Far too many of our religious leaders act as if they serve the Church, but not Christ; that the laity must be protected from the truth; and thus that it is a moral good to lie, obfuscate and hide evil, even at the cost of enabling that evil to flourish and spread. They seem convinced that if the Church hierarchy’s sins are revealed the Church will fail, and that if the Church fails, God Himself fails.
Far too many of our religious leaders have used this bogus reasoning to back themselves into a liar’s corner. But Jesus Christ does not need their lies and depredations in the name of defending the Church. He is King of Kings and Lord of Lords because that’s who he is, not because the Church says so.
I will stay in the Church because Christ in the Holy Eucharist called me here. I will stay because He is really, truly and substantially present in the Holy Eucharist.
But I will not defend monstrous behavior. I will not deify men in collars. These bishops, cardinals and popes whose guilt we are so assiduously trying to understand, are, a good many of them, deeply corrupt. That is obvious. The priests, from whose hands we receive Holy Communion and to whom we confess our sins, are also, many of them, corrupt.

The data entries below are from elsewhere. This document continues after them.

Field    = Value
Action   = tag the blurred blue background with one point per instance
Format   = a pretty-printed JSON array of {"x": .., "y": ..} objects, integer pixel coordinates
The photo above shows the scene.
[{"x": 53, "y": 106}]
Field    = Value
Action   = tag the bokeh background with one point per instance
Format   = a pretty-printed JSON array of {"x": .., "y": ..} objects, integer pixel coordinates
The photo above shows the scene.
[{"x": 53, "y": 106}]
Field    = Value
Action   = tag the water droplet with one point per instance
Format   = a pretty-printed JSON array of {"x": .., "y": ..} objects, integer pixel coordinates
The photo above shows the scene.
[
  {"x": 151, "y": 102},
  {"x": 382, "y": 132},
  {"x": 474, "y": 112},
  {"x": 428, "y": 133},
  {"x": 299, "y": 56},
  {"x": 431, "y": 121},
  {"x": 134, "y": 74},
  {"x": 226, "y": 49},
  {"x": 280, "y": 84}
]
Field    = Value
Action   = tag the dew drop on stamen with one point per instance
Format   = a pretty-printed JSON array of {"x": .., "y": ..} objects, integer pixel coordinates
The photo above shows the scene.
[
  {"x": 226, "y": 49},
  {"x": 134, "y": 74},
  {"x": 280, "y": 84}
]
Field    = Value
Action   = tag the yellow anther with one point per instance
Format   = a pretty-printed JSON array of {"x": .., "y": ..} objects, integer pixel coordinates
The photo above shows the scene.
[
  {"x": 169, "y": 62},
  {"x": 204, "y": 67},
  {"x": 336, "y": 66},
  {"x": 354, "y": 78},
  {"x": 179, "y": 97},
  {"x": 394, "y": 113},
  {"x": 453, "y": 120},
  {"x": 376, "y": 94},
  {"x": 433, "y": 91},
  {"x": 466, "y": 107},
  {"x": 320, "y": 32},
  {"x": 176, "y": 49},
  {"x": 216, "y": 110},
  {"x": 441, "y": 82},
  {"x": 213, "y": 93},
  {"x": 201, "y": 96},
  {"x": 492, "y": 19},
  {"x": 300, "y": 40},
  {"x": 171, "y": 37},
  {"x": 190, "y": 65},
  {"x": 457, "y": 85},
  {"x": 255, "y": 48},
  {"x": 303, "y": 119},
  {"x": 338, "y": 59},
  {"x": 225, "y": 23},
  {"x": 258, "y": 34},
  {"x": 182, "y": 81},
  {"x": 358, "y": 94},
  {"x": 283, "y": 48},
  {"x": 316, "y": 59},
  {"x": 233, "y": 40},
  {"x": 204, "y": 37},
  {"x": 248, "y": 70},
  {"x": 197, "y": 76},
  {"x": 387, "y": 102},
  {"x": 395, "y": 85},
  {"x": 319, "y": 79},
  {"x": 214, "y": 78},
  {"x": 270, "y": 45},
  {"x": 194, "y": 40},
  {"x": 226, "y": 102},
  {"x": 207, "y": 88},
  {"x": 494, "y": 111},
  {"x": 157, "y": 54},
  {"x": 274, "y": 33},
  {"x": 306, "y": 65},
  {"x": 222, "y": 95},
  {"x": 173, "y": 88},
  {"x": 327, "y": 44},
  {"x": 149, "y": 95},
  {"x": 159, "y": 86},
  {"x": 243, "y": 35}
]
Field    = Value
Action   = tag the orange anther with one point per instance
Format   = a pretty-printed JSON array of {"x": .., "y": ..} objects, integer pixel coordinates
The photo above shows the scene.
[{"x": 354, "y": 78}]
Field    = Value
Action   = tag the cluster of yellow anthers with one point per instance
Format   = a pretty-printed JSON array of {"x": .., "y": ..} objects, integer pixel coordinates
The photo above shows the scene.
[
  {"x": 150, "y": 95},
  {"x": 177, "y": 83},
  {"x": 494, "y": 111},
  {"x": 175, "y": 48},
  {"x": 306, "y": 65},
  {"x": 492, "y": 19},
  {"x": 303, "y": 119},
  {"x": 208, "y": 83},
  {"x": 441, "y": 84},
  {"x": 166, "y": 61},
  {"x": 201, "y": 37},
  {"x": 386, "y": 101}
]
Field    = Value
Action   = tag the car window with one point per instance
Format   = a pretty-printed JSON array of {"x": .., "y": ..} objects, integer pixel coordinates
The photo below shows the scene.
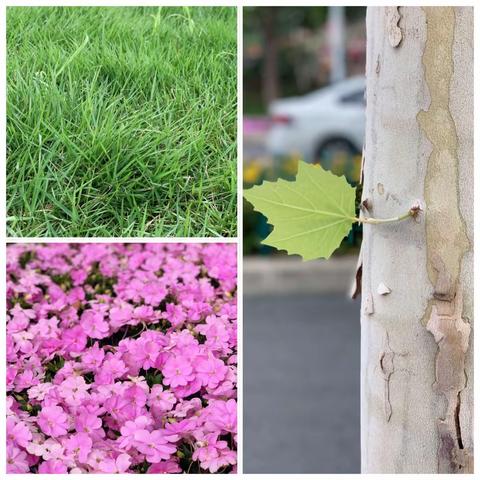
[{"x": 357, "y": 97}]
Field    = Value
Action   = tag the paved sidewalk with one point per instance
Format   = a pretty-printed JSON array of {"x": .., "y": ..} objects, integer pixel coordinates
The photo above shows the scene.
[
  {"x": 301, "y": 382},
  {"x": 289, "y": 275}
]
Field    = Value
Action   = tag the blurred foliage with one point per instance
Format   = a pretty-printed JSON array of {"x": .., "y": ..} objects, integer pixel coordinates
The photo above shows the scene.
[{"x": 298, "y": 23}]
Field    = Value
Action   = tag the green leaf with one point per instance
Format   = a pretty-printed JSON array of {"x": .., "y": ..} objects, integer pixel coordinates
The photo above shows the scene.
[{"x": 310, "y": 215}]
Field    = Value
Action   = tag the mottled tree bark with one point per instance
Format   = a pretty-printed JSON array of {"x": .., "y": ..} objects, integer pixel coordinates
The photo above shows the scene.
[{"x": 417, "y": 286}]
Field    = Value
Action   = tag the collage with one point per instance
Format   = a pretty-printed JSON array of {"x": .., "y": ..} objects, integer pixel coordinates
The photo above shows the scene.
[{"x": 238, "y": 238}]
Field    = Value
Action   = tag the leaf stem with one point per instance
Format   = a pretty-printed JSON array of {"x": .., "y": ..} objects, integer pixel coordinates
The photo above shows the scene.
[{"x": 413, "y": 212}]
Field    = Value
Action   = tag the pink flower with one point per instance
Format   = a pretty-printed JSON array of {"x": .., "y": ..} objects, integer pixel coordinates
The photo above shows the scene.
[
  {"x": 223, "y": 415},
  {"x": 48, "y": 449},
  {"x": 170, "y": 466},
  {"x": 211, "y": 371},
  {"x": 94, "y": 325},
  {"x": 128, "y": 430},
  {"x": 121, "y": 464},
  {"x": 112, "y": 368},
  {"x": 213, "y": 454},
  {"x": 53, "y": 421},
  {"x": 74, "y": 339},
  {"x": 135, "y": 360},
  {"x": 87, "y": 423},
  {"x": 52, "y": 466},
  {"x": 74, "y": 390},
  {"x": 161, "y": 400},
  {"x": 16, "y": 460},
  {"x": 18, "y": 432},
  {"x": 80, "y": 445},
  {"x": 177, "y": 371},
  {"x": 156, "y": 445}
]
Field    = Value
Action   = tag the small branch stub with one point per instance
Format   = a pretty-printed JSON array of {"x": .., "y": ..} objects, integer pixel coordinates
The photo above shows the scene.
[{"x": 413, "y": 213}]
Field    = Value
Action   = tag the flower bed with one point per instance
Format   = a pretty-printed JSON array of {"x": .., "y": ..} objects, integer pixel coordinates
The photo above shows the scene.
[{"x": 121, "y": 358}]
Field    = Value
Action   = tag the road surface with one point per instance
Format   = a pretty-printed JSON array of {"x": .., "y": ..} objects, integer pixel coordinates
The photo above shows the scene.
[{"x": 301, "y": 384}]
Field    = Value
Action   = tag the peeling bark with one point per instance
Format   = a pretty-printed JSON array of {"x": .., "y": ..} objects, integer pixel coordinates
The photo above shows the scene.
[{"x": 419, "y": 146}]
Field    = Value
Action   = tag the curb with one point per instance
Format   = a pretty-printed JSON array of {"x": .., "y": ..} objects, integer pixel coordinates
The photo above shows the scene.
[{"x": 279, "y": 276}]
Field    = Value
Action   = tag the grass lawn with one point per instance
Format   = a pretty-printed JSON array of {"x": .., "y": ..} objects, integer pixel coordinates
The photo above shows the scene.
[{"x": 121, "y": 121}]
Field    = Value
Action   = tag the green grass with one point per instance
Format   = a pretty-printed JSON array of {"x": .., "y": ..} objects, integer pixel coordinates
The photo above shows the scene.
[{"x": 121, "y": 121}]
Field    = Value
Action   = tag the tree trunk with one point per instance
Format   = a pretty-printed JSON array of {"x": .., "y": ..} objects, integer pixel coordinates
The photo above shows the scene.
[{"x": 417, "y": 287}]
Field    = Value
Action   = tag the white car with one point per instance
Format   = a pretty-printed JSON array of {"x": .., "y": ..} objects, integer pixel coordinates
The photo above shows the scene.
[{"x": 313, "y": 125}]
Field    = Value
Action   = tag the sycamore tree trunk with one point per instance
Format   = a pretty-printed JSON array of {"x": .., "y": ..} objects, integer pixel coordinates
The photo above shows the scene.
[{"x": 417, "y": 286}]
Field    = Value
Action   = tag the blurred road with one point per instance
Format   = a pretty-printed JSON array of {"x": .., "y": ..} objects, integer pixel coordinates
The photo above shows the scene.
[{"x": 301, "y": 384}]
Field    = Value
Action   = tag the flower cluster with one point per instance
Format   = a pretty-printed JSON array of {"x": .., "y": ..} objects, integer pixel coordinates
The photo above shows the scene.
[{"x": 121, "y": 358}]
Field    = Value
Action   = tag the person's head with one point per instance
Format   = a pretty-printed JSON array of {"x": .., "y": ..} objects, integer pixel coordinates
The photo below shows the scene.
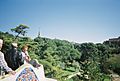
[
  {"x": 1, "y": 43},
  {"x": 25, "y": 48},
  {"x": 14, "y": 45}
]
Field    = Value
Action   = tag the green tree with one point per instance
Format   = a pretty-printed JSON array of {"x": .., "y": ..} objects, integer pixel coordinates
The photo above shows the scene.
[{"x": 20, "y": 30}]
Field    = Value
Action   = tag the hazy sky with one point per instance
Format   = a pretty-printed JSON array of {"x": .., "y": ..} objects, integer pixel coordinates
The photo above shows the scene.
[{"x": 72, "y": 20}]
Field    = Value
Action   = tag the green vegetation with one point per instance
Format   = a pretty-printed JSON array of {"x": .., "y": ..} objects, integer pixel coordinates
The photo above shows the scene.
[{"x": 66, "y": 61}]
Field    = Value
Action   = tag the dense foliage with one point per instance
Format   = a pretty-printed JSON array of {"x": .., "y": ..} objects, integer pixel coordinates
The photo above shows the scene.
[{"x": 66, "y": 61}]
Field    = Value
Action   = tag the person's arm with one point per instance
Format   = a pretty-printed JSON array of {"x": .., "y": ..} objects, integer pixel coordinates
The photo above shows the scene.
[{"x": 4, "y": 64}]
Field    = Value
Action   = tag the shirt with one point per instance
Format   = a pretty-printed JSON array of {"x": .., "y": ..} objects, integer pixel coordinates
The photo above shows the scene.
[
  {"x": 3, "y": 62},
  {"x": 25, "y": 55}
]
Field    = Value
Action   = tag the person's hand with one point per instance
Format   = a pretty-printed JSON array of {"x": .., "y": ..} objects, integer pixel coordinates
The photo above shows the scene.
[{"x": 12, "y": 72}]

Worse, we cannot tell by looking at him whether a man in a collar is corrupt or not. Sociopaths are liars and manipulators, and they are good at it. I’ve been fooled by sociopaths a number of times in my life. Sometimes I recognize and can avoid them. Other times, I don’t see it.
That is a fact of our Catholic life. It is a reality of our faith walk. More than that, these are facts and realities of living in this fallen world. Sociopaths don’t just hide inside the Church. They are the corrupt business leaders, politicians, soldiers, husbands, wives, teachers, students, neighbors and relatives who cause so much suffering in our world.
It is a horrible moment when you look into another human being’s eyes and Satan looks back at you. It is a faith-destroying moment when those eyes belong to a man wearing a Roman collar.
But just as Satan is real, and more often than not walks into our lives on two feet, the Holy Eucharist is real and comes to us from the hands of a priest. When those priestly hands belong to an apostle of Satan, it’s a crazy-making thing.
But don’t let it make you crazy. The wheat and the tares, the good and the bad, the evil and the holy, will live side by side in this world until Christ comes again. Jesus told us this Himself.
I will not leave the Church because Jesus is really and truly present, under the appearances of bread and wine, and I can touch him. I will not be a fool for corrupt men in collars. But I will stay.
Because the Holy Eucharist is Jesus. And I will not leave Jesus.